Cardiac Clearance: Extensive heart testing, such as a stress test or echocardiogram, is mandatory to ensure the heart can handle the stress of aortic clamping.
Advanced Imaging: High-resolution CT Angiography (CTA) is used to create a precise 3D map of the aneurysm and the branching arteries.
Kidney Function Check: Blood tests to evaluate renal health, as the kidneys are temporarily affected by the change in blood flow during surgery.
Smoking Cessation: Stopping smoking at least 4 weeks prior is critical to reduce the risk of postoperative lung complications and promote graft healing.
Fasting (NPO): No food or drink for 8–12 hours prior to the procedure to ensure safety under general anesthesia.
CT Angiogram (CTA): The primary tool for measuring the aneurysm's diameter and identifying its relationship to the renal and mesenteric arteries.
Electrocardiogram (EKG): To check baseline heart rhythm and rule out underlying conditions before the major operation.
Complete Blood Count (CBC): To ensure adequate hemoglobin levels and check for any signs of infection.
Coagulation Profile: To confirm the blood's ability to clot normally, as this procedure carries a risk of significant blood loss.
Hospital Stay: Expect to spend 5 to 10 days in the hospital, typically starting with the first 24–48 hours in the Intensive Care Unit (ICU).
Pain Management: Significant abdominal or chest wall soreness is expected; patients are managed with IV pain relief initially, transitioning to oral medications.
Incentive Spirometry: Deep breathing exercises are essential to prevent pneumonia, especially after a large abdominal or chest incision.
Activity Restrictions: Walking is encouraged within 24 hours to prevent blood clots, but heavy lifting (over 10 lbs) is restricted for 6 to 12 weeks.

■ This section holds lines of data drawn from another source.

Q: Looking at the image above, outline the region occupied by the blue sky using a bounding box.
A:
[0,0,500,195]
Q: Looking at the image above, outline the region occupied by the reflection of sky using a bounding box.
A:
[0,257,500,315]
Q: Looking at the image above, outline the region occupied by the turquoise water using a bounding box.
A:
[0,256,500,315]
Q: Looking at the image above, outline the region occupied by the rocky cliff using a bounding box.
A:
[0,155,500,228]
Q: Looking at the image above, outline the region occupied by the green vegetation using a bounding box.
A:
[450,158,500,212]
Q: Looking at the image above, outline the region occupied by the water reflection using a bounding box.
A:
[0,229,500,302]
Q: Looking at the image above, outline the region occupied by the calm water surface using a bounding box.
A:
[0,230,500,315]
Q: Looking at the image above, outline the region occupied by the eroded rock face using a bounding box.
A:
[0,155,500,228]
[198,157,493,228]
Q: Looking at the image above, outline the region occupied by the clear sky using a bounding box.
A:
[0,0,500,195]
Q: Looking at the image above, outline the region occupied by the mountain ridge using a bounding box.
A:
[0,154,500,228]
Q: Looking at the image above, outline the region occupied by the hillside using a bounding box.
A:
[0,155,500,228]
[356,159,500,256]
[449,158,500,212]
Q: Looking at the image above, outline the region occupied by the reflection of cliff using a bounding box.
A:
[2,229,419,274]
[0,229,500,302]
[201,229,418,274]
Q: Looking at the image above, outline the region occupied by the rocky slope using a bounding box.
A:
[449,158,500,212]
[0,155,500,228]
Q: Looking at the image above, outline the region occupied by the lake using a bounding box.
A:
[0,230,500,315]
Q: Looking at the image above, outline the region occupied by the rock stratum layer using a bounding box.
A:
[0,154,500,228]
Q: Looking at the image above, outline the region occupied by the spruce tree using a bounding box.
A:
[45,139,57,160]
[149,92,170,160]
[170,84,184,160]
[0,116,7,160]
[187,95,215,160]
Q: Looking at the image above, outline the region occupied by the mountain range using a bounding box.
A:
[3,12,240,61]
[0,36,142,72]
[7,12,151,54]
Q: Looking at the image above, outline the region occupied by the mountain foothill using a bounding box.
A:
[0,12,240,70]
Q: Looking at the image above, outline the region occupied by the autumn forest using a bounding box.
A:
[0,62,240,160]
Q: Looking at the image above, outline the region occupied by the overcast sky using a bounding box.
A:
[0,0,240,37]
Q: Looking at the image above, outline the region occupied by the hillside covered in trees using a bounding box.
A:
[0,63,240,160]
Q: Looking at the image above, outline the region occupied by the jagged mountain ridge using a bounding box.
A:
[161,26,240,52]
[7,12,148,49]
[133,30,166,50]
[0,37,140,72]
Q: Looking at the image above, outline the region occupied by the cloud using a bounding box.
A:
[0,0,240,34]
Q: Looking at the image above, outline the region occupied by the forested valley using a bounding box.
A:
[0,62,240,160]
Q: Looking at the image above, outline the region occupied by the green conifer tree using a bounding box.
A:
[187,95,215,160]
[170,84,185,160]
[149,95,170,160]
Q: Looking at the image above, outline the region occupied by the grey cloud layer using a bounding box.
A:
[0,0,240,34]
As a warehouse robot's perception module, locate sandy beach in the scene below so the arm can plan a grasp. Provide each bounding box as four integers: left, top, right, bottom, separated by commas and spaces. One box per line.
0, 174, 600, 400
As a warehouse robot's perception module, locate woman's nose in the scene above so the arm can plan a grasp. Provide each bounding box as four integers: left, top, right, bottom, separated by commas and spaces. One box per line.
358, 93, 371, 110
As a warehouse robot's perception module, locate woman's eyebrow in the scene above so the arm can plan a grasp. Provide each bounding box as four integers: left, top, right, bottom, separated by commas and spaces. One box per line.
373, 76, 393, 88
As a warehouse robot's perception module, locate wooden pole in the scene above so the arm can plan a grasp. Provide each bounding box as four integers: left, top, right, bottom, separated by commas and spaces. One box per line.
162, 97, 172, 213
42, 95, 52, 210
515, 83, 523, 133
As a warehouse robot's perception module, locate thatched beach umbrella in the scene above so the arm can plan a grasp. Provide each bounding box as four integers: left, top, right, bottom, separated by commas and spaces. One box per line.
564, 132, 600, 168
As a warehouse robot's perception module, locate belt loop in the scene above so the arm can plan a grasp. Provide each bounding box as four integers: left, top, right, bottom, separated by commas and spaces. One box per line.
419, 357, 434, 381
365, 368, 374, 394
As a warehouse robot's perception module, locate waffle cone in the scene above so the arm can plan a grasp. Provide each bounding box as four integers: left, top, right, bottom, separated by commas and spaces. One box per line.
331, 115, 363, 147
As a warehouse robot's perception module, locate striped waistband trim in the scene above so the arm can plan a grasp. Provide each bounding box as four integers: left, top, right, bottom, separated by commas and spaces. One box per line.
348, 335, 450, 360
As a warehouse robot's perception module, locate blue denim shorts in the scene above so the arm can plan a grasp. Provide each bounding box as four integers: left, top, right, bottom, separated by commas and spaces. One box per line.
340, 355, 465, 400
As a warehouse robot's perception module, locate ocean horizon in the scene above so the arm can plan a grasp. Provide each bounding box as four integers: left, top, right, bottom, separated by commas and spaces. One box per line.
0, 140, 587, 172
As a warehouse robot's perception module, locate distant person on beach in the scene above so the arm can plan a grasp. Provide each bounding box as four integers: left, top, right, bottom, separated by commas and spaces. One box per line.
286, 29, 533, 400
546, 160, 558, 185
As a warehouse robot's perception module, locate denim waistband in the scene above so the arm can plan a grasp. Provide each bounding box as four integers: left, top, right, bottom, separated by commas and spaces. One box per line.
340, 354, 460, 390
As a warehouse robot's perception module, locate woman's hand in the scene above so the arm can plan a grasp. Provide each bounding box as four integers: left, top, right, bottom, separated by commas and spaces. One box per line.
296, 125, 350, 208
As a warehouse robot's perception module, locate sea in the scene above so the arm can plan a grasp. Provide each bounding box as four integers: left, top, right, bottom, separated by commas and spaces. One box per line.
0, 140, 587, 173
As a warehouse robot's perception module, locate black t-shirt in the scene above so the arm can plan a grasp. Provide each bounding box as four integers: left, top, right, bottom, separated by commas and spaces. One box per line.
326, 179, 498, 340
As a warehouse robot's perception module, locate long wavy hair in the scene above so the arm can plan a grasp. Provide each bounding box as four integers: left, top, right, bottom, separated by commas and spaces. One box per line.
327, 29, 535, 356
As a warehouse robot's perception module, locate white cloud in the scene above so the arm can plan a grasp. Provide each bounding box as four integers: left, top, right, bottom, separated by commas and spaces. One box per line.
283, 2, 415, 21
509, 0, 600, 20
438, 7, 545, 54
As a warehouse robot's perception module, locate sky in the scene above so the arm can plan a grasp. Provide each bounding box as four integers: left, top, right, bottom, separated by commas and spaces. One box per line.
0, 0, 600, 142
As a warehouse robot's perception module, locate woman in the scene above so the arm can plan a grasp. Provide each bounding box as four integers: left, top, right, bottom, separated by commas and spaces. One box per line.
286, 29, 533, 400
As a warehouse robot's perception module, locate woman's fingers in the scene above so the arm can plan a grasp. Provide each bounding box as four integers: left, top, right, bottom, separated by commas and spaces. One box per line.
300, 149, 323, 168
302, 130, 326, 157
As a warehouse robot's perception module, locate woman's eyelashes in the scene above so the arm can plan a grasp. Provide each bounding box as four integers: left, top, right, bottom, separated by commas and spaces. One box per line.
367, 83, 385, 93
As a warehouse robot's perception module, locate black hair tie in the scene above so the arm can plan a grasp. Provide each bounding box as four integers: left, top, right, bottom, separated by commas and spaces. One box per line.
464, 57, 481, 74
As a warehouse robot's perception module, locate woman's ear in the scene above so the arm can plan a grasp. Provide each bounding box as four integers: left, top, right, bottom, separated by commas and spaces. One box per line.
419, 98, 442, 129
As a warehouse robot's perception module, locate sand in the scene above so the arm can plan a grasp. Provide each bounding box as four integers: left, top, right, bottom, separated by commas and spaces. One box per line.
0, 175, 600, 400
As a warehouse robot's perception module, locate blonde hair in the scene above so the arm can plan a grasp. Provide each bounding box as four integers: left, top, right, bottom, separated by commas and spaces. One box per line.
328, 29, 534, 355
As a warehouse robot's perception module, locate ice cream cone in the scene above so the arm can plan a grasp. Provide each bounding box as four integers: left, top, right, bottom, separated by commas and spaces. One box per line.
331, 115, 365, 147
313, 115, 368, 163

Long-term Monitoring: Unlike EVAR, which requires annual scans, open repair usually requires less frequent follow-up imaging (often every 5 years) once the graft is secure.
Proven Durability: The synthetic graft is permanently sewn into place and is designed to last for the remainder of the patient's life.
Lower Re-intervention Rate: Patients who undergo open repair are much less likely to need follow-up "fix-it" procedures compared to those with stents.
Total Removal of Risk: By replacing the diseased section, the threat of a future rupture at that specific site is virtually eliminated.
Versatility: Can treat complex aneurysms that are too tortuous or involve too many branching vessels for minimally invasive technology.
Peace of Mind: Provides long-term security with a significantly lower requirement for frequent, life-long radiation-heavy CT surveillance.